Avner's paintings, sculptures, and videos emphasize cognition and perception by generating physical and digital experiences. When viewed from oblique angles, her work reveals the interactions of projected light filtered through optical effects resulting in a recreation of the Aurora Borealis. Avner produces phygital works where liminality, in-between spaces, and experiences outside a colonized world offer new possibilities.
As a multi-heritage Alaska Native (Koyukon Athabaskan), she documents natural light in the Alaskan and Californian terrain to reimagine perception as indigenous, subliminal, and theoretical. The work insists that perception is as much a simple act as it is a subjective creation. “False light” permeates her pieces and may appear artificial and, at other times, genuine. Light is not objective; it bends and twists, invoking the unsolvable particle-wave paradox in quantum mechanics. This shifting and unresolved framework guides my physical and experiential image-making.
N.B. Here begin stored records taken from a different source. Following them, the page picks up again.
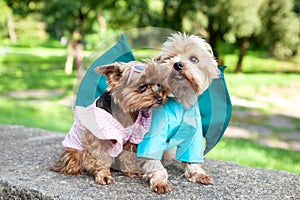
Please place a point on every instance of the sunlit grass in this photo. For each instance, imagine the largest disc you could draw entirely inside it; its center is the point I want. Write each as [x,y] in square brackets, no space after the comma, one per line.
[49,115]
[249,153]
[41,68]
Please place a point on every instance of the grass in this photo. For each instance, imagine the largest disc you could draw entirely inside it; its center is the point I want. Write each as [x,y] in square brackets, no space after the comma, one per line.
[249,153]
[39,70]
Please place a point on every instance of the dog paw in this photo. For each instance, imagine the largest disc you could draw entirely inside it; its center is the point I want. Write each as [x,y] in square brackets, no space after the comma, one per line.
[200,178]
[105,180]
[161,188]
[133,175]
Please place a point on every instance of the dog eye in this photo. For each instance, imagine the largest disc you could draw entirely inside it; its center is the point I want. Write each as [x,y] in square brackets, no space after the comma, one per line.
[142,87]
[159,88]
[194,59]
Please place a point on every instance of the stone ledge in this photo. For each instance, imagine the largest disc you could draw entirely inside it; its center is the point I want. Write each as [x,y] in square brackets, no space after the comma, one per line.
[27,153]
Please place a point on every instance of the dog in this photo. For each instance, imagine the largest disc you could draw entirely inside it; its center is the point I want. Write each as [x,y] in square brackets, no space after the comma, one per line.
[189,67]
[133,89]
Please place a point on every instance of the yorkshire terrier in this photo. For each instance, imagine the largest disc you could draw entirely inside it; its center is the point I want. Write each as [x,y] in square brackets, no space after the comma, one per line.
[133,88]
[189,67]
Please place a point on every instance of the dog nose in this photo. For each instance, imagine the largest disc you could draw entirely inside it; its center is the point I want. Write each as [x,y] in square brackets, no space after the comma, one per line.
[159,100]
[178,66]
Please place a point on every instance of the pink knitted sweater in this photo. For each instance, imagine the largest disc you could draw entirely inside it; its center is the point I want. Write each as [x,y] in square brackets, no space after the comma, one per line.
[105,127]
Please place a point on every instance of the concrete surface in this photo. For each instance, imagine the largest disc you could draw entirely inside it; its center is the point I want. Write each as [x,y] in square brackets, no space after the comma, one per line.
[27,153]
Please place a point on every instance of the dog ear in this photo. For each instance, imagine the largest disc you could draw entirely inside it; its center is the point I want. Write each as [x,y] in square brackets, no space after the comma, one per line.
[112,72]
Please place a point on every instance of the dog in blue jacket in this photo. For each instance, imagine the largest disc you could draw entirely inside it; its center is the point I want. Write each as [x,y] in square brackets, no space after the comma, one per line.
[189,66]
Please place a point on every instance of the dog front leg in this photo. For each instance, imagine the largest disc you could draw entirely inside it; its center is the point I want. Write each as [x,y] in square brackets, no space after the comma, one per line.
[156,174]
[129,162]
[98,168]
[194,173]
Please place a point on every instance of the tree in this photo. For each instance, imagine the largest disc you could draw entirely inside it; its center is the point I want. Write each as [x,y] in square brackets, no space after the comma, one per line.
[73,20]
[244,22]
[280,27]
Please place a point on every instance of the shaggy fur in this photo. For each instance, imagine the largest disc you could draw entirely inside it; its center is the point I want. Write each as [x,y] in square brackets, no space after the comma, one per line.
[128,97]
[189,65]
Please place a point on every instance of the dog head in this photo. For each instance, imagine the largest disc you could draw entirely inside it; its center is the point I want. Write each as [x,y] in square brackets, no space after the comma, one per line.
[134,85]
[190,66]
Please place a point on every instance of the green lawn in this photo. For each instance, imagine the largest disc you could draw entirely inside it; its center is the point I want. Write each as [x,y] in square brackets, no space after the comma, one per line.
[33,85]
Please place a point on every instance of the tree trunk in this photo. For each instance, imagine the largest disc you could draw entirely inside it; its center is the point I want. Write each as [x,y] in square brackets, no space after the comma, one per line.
[102,22]
[11,29]
[70,58]
[78,54]
[213,39]
[243,49]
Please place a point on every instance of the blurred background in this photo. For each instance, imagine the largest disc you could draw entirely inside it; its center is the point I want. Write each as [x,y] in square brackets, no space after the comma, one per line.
[43,44]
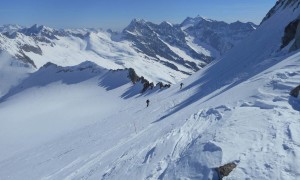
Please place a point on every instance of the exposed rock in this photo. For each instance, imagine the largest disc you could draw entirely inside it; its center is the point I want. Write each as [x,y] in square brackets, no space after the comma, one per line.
[25,59]
[225,170]
[295,92]
[29,48]
[280,4]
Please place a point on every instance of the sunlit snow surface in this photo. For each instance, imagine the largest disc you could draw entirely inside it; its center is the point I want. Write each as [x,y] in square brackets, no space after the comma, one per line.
[88,125]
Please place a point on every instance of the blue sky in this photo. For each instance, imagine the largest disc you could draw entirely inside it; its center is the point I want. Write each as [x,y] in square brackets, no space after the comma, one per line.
[117,14]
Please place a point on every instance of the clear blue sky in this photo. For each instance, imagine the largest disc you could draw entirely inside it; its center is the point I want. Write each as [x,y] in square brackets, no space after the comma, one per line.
[117,14]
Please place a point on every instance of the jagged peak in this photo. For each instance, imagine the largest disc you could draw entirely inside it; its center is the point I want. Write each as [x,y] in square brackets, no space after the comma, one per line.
[166,23]
[281,5]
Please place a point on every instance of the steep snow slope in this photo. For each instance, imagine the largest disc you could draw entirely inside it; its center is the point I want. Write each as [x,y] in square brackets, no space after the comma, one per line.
[147,47]
[256,128]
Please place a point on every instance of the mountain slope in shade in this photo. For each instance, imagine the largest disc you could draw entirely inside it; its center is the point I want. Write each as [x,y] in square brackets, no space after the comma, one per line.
[237,109]
[143,46]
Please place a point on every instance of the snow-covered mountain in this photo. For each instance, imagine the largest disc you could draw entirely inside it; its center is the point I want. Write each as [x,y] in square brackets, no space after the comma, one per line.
[143,46]
[86,122]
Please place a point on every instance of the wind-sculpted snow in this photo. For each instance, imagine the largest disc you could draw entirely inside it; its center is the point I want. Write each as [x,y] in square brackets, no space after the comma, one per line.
[77,124]
[146,47]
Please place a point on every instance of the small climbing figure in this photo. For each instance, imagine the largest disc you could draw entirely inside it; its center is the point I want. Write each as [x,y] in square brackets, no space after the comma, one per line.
[181,84]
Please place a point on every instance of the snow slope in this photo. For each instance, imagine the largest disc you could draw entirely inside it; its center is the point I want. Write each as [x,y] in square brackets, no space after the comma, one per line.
[237,109]
[144,46]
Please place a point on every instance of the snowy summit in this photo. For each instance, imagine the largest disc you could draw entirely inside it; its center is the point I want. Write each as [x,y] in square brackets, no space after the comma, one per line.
[203,99]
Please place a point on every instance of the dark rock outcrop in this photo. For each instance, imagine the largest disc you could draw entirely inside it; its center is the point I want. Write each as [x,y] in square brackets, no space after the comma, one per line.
[295,92]
[225,170]
[281,4]
[29,48]
[132,75]
[290,33]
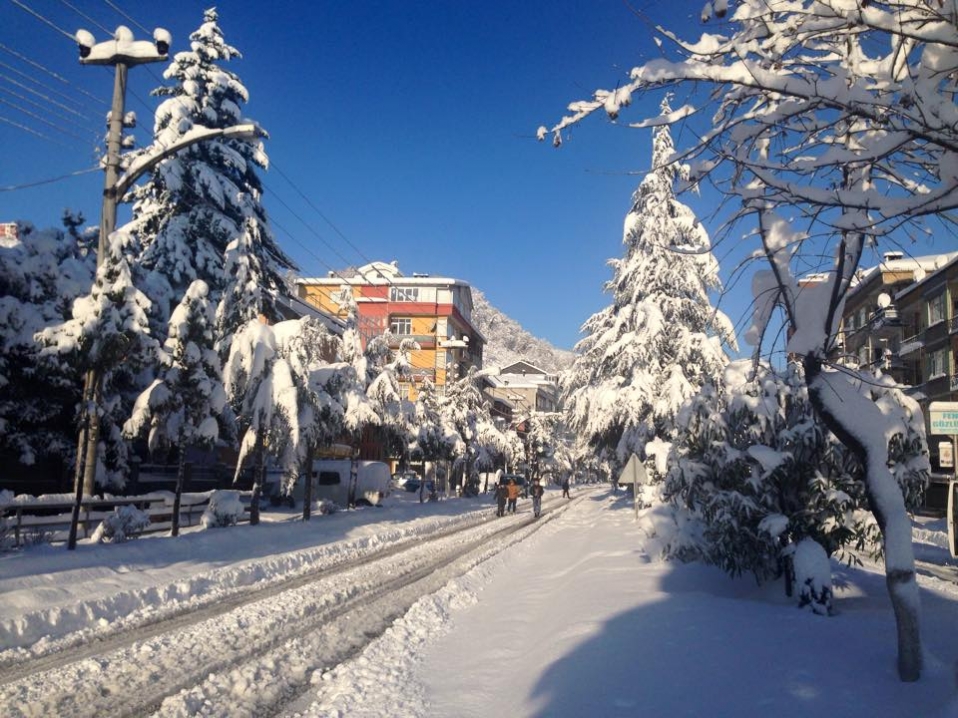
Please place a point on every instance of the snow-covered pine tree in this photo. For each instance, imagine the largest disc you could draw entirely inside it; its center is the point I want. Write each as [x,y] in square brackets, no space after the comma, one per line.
[200,214]
[314,400]
[661,339]
[813,133]
[465,409]
[248,378]
[40,275]
[185,404]
[754,473]
[436,438]
[107,335]
[386,370]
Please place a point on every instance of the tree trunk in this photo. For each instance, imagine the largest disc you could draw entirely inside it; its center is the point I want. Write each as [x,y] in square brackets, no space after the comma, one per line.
[83,448]
[308,483]
[178,493]
[885,502]
[259,470]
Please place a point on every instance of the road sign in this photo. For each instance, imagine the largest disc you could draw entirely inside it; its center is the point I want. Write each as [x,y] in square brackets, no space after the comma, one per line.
[634,473]
[943,417]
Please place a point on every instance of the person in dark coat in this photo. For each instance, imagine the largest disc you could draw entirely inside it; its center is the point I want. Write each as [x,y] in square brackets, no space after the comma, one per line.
[513,493]
[537,491]
[502,494]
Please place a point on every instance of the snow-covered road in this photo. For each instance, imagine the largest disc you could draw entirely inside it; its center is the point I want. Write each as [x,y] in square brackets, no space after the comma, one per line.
[452,613]
[217,651]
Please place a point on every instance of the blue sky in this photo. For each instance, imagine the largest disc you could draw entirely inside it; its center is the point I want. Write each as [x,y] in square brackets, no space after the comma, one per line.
[410,125]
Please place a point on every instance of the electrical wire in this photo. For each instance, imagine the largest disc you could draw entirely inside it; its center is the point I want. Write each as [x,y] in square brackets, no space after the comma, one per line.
[51,180]
[44,108]
[40,84]
[124,15]
[42,96]
[42,19]
[88,18]
[51,73]
[33,132]
[37,117]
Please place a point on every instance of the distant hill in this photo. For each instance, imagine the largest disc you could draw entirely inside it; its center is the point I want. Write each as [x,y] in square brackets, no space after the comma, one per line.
[507,342]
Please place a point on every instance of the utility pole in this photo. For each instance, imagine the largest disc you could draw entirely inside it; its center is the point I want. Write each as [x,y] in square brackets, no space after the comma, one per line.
[121,52]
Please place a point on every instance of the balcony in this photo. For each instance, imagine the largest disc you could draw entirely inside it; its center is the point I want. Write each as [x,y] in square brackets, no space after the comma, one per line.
[425,341]
[885,321]
[911,344]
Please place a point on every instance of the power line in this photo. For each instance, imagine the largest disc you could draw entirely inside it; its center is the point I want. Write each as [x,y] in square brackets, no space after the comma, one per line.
[88,18]
[42,19]
[312,229]
[275,195]
[42,96]
[123,14]
[33,132]
[14,188]
[35,116]
[318,211]
[37,82]
[279,199]
[44,108]
[51,73]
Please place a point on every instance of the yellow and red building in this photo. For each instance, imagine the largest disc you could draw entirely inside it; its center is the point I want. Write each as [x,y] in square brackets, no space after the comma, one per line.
[436,312]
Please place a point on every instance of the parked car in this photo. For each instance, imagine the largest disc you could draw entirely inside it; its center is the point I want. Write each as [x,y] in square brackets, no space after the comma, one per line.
[331,480]
[402,479]
[412,485]
[520,481]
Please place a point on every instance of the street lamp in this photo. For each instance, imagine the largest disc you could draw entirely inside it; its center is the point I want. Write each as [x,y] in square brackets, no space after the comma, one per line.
[122,52]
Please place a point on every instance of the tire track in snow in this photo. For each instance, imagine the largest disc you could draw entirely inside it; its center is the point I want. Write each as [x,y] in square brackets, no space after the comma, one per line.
[143,671]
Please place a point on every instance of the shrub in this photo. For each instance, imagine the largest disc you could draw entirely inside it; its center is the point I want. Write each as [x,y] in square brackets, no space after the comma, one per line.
[325,506]
[126,522]
[224,509]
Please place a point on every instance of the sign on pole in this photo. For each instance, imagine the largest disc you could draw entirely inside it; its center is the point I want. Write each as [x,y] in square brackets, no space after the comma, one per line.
[946,457]
[634,473]
[943,417]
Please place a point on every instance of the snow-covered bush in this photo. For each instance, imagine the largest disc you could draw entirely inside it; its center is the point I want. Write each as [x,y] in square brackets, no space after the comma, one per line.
[225,509]
[757,471]
[126,522]
[325,506]
[812,575]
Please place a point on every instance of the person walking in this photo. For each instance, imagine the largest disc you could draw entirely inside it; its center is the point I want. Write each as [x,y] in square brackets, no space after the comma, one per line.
[513,490]
[537,491]
[502,495]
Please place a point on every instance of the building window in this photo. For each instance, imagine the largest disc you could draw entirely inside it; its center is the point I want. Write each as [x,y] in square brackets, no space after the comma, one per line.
[400,325]
[937,364]
[936,309]
[404,294]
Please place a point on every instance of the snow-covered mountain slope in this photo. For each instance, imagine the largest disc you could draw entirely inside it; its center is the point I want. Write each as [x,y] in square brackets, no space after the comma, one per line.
[507,342]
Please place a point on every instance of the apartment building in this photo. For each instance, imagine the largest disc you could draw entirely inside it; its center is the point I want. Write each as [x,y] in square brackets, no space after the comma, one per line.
[524,387]
[902,317]
[436,312]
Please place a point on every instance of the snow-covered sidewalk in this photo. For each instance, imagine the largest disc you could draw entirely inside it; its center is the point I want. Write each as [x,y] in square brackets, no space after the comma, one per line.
[580,621]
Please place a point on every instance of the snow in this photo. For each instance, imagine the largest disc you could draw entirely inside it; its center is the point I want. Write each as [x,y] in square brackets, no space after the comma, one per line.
[578,618]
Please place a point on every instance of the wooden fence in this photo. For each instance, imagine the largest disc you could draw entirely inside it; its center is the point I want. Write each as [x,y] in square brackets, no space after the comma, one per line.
[53,519]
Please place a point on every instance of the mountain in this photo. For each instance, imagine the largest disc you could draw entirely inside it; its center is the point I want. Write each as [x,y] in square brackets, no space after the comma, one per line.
[507,342]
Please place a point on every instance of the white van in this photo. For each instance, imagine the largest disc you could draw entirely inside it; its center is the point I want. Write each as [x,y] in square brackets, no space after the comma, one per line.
[332,478]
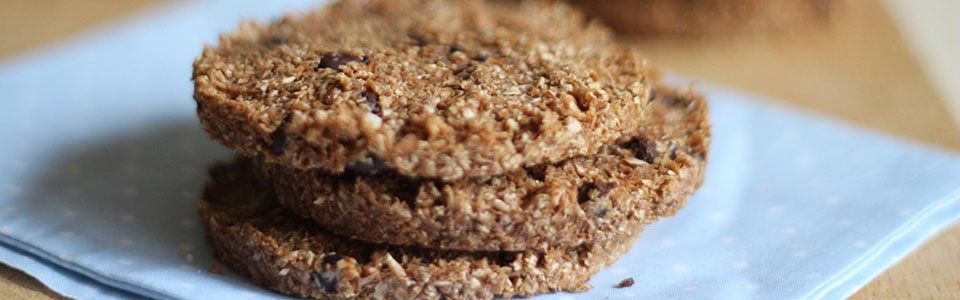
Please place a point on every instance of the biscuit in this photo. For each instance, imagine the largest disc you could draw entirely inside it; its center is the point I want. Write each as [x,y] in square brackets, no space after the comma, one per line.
[580,200]
[291,255]
[707,17]
[438,89]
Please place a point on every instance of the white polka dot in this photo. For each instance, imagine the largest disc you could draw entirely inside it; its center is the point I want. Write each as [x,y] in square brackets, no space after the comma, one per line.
[90,290]
[680,268]
[717,216]
[727,240]
[129,191]
[186,246]
[248,294]
[832,200]
[789,231]
[946,187]
[13,190]
[846,222]
[187,222]
[619,271]
[128,218]
[668,243]
[805,160]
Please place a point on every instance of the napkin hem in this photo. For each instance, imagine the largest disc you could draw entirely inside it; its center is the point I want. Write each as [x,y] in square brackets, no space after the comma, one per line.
[15,244]
[900,243]
[55,278]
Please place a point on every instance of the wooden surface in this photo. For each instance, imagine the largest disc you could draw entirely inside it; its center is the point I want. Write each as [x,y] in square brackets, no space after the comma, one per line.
[858,70]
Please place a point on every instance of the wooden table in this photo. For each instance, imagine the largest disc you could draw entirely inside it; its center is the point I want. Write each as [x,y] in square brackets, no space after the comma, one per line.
[858,70]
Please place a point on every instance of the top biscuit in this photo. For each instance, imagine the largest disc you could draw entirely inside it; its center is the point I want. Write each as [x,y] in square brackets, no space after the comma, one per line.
[436,89]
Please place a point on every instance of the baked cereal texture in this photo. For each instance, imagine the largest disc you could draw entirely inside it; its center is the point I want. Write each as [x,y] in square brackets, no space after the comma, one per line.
[707,17]
[291,255]
[580,200]
[439,89]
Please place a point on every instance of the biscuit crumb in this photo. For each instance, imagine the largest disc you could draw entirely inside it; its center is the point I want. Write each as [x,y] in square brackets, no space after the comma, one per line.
[625,283]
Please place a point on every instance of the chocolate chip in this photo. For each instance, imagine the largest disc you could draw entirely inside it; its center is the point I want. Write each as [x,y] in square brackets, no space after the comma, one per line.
[275,40]
[332,259]
[334,60]
[625,283]
[326,281]
[594,190]
[373,101]
[278,139]
[642,148]
[601,211]
[407,190]
[538,172]
[419,40]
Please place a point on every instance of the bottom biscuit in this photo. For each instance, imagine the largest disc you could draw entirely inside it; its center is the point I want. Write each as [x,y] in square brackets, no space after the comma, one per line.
[292,255]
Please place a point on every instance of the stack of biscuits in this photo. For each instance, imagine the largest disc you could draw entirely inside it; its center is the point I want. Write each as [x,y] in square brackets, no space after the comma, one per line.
[438,149]
[709,17]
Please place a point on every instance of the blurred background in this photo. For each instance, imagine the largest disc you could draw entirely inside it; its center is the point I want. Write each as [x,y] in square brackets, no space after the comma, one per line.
[888,65]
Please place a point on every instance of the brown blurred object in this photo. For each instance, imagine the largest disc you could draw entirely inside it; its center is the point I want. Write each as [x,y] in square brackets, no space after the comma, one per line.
[859,71]
[707,17]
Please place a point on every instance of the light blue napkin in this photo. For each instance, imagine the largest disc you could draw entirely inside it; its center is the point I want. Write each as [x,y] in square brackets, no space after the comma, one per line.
[102,162]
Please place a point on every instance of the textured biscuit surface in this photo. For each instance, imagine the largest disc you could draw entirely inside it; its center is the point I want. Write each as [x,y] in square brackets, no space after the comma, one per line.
[707,17]
[584,199]
[439,89]
[286,253]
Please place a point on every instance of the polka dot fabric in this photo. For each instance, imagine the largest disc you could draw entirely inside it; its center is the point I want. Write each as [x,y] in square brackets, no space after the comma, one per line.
[103,162]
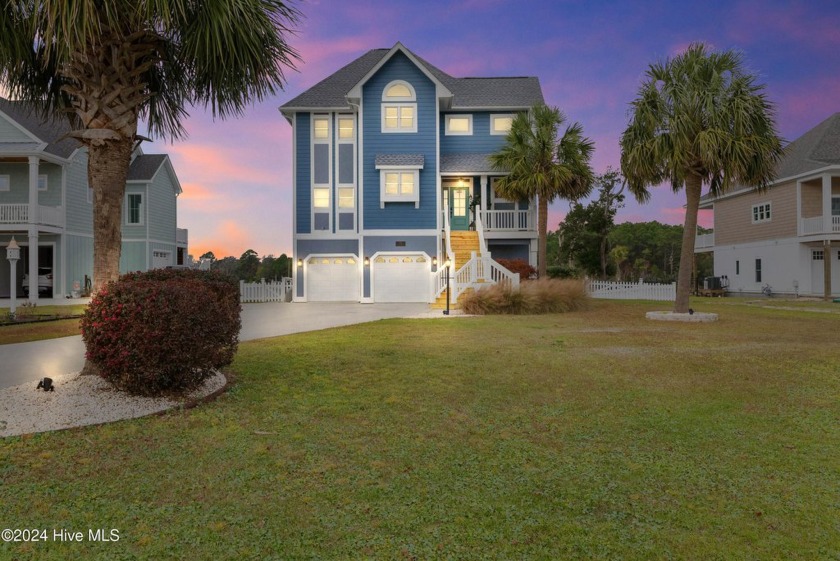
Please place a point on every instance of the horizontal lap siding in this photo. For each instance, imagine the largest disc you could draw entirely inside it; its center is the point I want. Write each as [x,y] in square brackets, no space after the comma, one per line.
[303,187]
[733,217]
[400,215]
[479,142]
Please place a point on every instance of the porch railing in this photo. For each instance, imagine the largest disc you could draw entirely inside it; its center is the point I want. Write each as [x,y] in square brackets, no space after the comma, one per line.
[19,214]
[819,225]
[509,220]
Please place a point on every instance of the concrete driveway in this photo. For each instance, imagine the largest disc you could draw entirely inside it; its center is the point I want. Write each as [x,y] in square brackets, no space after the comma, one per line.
[25,362]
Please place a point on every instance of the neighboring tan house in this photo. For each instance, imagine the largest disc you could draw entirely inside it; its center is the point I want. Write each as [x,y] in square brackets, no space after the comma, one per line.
[786,238]
[45,201]
[392,179]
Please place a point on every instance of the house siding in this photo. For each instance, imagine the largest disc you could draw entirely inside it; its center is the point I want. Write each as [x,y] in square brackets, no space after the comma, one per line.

Using light as a material, Avner reclaims the romanticization of landscape imagery, otherwise intended for policies of manifest destiny that drive tourism, commerce, and profit, by providing expansive interpretations of indigeneity, perception, and the environment. As a visual metaphor, projections of beadwork and indigenous imagery become the light that moves through everything, embodying continuity in relation to past and present technologies. Digital, traditional, and upcycled materials form hybrid objects representing an imagined and ancestral imaginary. If humans perceive and actively participate in the optical viewing of phenomena, Avner's work speculatively asks, ‘What is seen when imagining the future?’